The Los Angeles Dodgers‘ fan faithful is represented very well by people of different ages, races, lifestyles, and personal beliefs.

And among all the fans, there are various levels of allegiance and devotion—some folks have the ability to recall any imaginable statistic in the history of the franchise, while others may simply enjoy a gorgeous day at the Ravine with friends and family.

Yet one thing that all Dodgers supporters have in common is a similar perception towards current owner and chairman Frank McCourt.

After taking into account that virtually every single business transaction Frank made over the last several years has negatively affected the health and welfare of the organization, it’s agreeable among all fans that the Dodgers require new ownership—and it needs to come immediately.

At this stage of the divorce trial, it’s difficult to render which party has the upper hand, but if Frank emerges as the victor, he has absolutely every intention of moving forward as owner and chairman.

Clearly, Frank has no respect for the hopes and desires of the fans, and it’s tough to imagine how he has the will to continue his involvement with the club considering the disdain and disgust of the Dodger community.

If there was indeed a simple method to ostracize or blackball Jamie and Frank McCourt from the Los Angeles Dodgers franchise, it probably would have happened already. Perhaps the only options are to be patient, have faith in the court, and hope that justice prevails in the end.
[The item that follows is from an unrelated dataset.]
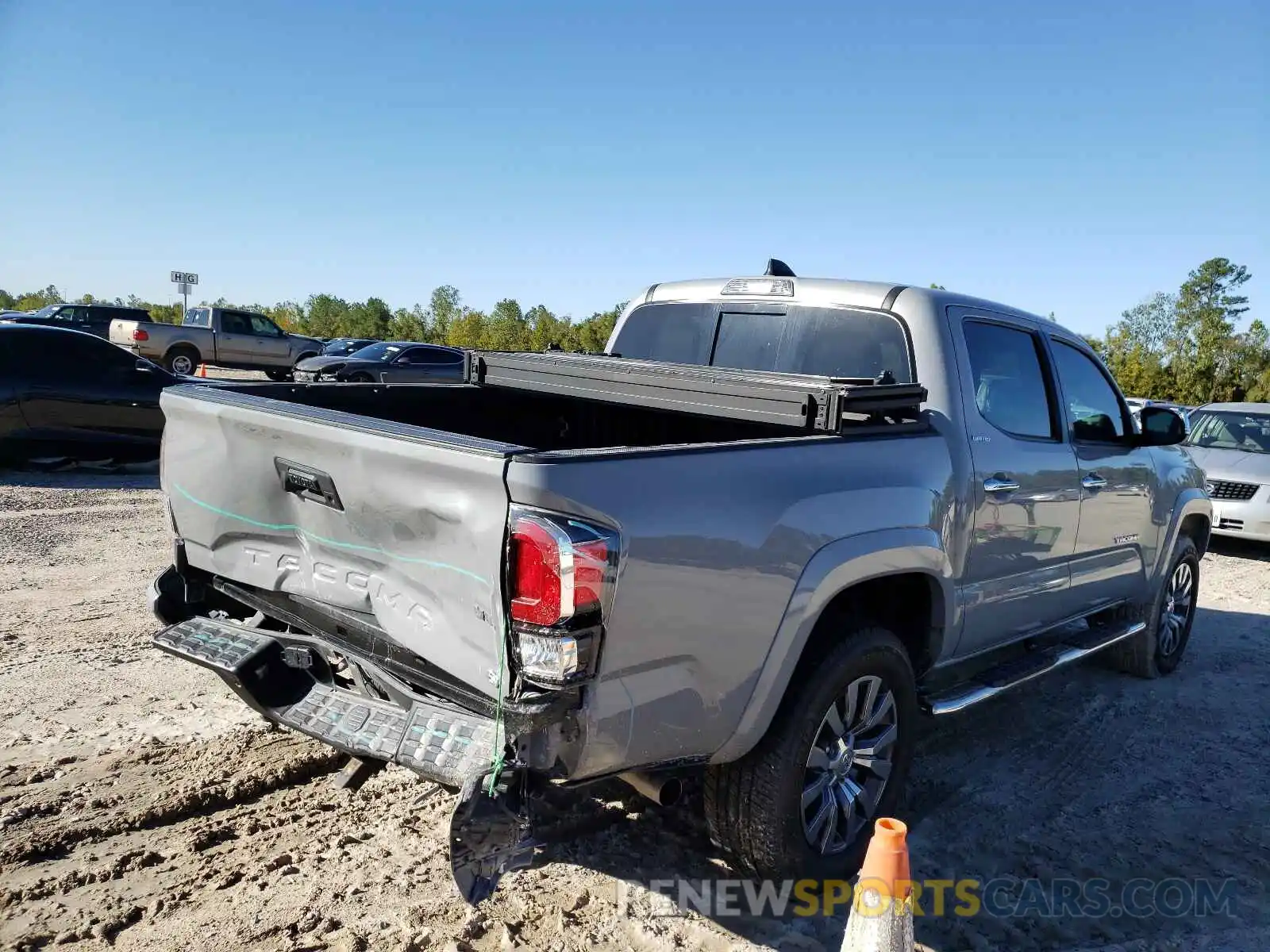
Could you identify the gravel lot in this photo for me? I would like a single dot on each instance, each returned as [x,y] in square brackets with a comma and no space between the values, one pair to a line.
[143,806]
However, after the McCourt divorce became a matter of public record last fall, there are quite a few Dodgers fans who decided to boycott the 2010 season entirely.
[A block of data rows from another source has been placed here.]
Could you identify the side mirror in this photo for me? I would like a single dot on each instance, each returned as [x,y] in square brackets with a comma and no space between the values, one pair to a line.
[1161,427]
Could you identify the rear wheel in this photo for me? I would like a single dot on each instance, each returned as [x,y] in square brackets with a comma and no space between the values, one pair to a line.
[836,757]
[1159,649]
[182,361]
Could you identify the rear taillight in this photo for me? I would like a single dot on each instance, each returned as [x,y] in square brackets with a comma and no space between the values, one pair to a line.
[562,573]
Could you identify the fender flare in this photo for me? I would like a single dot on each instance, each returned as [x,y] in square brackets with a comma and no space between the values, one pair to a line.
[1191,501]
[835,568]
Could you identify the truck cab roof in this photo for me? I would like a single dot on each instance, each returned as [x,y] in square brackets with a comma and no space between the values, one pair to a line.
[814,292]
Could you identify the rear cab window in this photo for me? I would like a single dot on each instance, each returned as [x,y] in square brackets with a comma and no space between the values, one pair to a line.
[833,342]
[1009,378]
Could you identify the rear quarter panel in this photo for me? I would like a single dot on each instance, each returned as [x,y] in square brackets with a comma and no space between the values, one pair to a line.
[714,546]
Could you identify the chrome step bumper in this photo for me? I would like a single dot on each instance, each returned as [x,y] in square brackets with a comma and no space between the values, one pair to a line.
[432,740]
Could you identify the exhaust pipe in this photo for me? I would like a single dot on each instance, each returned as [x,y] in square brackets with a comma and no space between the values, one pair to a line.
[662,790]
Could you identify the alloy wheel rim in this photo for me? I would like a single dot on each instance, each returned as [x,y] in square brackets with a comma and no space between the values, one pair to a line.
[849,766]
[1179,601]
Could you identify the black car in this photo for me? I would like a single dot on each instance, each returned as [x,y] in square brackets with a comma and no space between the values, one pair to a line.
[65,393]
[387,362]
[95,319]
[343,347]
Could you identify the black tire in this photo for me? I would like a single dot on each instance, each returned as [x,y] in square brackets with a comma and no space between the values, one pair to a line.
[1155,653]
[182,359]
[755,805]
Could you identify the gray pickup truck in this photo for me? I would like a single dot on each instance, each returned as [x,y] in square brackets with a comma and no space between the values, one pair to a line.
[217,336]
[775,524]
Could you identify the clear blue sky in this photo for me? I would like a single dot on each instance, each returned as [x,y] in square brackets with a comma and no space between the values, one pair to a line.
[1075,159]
Thinking along those same lines, what if most, if not all of the Dodgers’ fan base withheld their patronage from all Dodgers home games? Is this sensible or even logical? Would it work?

From a logistics or theoretical standpoint, it would shut down a good portion of the cash flow. Outside of television, radio, and revenue sharing from Major League Baseball, there would be very little money generated, and some type of intervention by the higher powers of MLB would be imminent.

Nevertheless, any rational mind would realize that the idea of  “the fans going on strike” would create repercussions that aren’t easily visible. The Dodgers are a huge part of the economy of the City of Los Angeles, and the effect would be huge.

Several hundred jobs would somehow be affected right off the top. Stadium security, ushers, food vendors, ticket-takers, and maintenance workers would need to be scaled back.

Considering the current state of the job market, the ramifications of a fan boycott would be ugly.

Then there are the season ticket-holders. They’ve already spent the money. Although a non-renewal for 2011 could be an option, it only makes sense that they attend games down the stretch of the 2010 campaign.

It’s also worth mentioning the number of groups and organizations that travel to Dodger Stadium annually.

For some church groups, Little League teams, and Boy Scout troops, a trip to watch the Boys in Blue compete creates memories that last lifetimes.

Many families plan yearly vacations around a visit to the ballpark. Sure, San Bernardino is only about an hour to the east, but it’s just not the same experience.

The charities that benefit from direct tickets sales would also be affected negatively.

Pre-existing deals with food suppliers and apparel/clothing makers would crumble.

Although most of the players on the club won’t admit it, the divorce has had a detrimental effect in regards to their performances on the diamond. Imagine if the stands were completely empty—there would be no motivation to compete at all.

So what can the fan do to help the cause?

Write comments about the articles that appear in the LA Times. Share remarks and sentiments in Dodger forums. Sign up for Bleacher Report and write articles or post comments.

Join the protest groups in front of the court house; or if lucky enough to get inside the courtroom, wear a Vladimir Shpunt T-shirt in objection to ownership. The possibilities are endless.

Nonetheless, every individual has his own freedom to choose. And if that individual is happy and content that his hard-earned money isn’t contributing to Frank McCourt’s evil empire, then by all means, go on strike.

After all, the fan’s peace of mind is the second most important issue here.

What’s the first?

Getting the McCourts the heck out of Dodge.